- Supreme Court of the United States

Decided March 25, 1998
- Full case name: Ohio Adult Parole Authority v. Woodard
- Citations: 523 U.S. 272 (more)

Holding
- Ohio's clemency procedure is constitutional because the minimum required by the Due Process Clause is notice and an opportunity to be heard.

Court membership
- Chief Justice William Rehnquist Associate Justices John P. Stevens · Sandra Day O'Connor Antonin Scalia · Anthony Kennedy David Souter · Clarence Thomas Ruth Bader Ginsburg · Stephen Breyer

Case opinions
- Majority: Rehnquist (Parts I & III)
- Plurality: Rehnquist (Part II), joined by Scalia, Kennedy, Thomas
- Plurality: O'Connor (Part II), joined by Souter, Ginsburg, Breyer
- Dissent: Stevens

Laws applied
- Due Process Clause

= Ohio Adult Parole Authority v. Woodard =

Ohio Adult Parole Authority v. Woodard, , was a United States Supreme Court case in which the court held that Ohio's clemency procedure is constitutional because the minimum required by the Due Process Clause is notice and an opportunity to be heard. The court also held that a clemency process that did not offer the petitioner immunity for anything said during interviews for the process did not violate self-incrimination principles.

==Background==

After Eugene Woodard's Ohio murder conviction and death sentence were affirmed on direct appeal and the Supreme Court denied certiorari, the Ohio Adult Parole Authority commenced its clemency investigation in accordance with state law, informing respondent that he could have his voluntary interview with Authority members on a particular date, and that his clemency hearing would be held a week later.

Woodard sued under Section 1983, alleging that Ohio's clemency process violated his Fourteenth Amendment due process right and his Fifth Amendment right to remain silent.

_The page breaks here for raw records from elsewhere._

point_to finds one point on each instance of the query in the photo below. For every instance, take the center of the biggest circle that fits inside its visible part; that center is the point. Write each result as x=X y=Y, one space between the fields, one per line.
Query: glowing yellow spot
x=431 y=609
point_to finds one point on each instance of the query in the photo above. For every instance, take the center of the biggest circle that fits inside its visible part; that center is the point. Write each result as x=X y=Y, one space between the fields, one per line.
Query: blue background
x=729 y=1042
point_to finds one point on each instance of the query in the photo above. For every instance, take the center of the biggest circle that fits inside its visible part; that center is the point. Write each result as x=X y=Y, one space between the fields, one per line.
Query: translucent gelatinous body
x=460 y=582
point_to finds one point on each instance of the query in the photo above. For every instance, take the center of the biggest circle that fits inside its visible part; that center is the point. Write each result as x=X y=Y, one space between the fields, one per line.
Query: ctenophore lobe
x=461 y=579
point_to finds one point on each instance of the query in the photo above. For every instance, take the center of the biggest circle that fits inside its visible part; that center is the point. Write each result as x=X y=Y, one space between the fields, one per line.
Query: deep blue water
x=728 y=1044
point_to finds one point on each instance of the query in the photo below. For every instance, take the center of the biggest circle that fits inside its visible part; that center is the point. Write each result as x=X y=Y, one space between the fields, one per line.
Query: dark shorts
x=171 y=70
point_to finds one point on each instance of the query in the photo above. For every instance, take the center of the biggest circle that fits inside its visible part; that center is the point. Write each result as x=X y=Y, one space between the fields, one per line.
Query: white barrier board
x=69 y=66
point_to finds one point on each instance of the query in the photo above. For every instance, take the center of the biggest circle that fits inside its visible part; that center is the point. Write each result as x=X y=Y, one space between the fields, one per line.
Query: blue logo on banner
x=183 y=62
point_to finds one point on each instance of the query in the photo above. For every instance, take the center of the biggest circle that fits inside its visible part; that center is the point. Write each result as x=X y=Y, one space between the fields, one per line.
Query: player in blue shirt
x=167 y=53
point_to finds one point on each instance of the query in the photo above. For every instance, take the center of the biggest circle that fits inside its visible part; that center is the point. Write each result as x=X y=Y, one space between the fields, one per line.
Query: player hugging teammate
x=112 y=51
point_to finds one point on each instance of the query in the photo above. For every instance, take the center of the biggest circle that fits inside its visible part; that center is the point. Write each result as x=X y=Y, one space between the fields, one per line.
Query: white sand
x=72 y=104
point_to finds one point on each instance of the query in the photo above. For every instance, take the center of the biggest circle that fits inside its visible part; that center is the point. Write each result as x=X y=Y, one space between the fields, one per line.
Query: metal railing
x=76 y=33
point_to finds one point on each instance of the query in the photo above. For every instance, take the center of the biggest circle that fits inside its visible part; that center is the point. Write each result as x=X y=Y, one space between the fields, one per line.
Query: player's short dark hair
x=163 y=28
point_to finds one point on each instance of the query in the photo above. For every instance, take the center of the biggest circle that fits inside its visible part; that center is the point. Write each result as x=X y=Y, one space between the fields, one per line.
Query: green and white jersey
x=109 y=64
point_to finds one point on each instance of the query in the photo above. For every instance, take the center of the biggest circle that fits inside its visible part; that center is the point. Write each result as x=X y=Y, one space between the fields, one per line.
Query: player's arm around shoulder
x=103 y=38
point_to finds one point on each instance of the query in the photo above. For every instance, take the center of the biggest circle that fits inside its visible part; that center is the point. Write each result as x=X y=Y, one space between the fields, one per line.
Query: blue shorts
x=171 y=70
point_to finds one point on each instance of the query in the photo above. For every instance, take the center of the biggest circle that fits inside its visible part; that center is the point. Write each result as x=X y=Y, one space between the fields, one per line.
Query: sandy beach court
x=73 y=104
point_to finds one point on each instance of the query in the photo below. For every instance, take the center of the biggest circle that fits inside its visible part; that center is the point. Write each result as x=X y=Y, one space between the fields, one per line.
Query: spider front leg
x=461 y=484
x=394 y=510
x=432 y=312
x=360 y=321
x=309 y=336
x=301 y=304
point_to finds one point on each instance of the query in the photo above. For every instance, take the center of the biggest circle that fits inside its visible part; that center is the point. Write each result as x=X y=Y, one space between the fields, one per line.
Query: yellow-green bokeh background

The federal district court granted judgment on the pleadings to the State, and the Sixth Circuit Court of Appeals affirmed in part and reversed in part. Noting that Connecticut Board of Pardons v. Dumschat had decisively rejected the argument that federal law can create a liberty interest in clemency, the latter court held that Woodard had failed to establish a life or liberty interest protected by due process. The court also held, however, that respondent's "original" pretrial life and liberty interests were protected by a "second strand" of due process analysis under Evitts v. Lucey, although the amount of process due could be minimal because clemency, while an "integral part" of the adjudicatory system, is far removed from trial. The court remanded for the district court to decide what that process should be. Finally, the Sixth Circuit Court of Appeals concluded that Ohio's voluntary interview procedure presented respondent with a "Hobson's choice" between asserting his Fifth Amendment privilege against self-incrimination and participating in Ohio's clemency review process, thereby raising the specter of an unconstitutional condition.

==Opinion of the court==

The Supreme Court issued an opinion on March 25, 1998.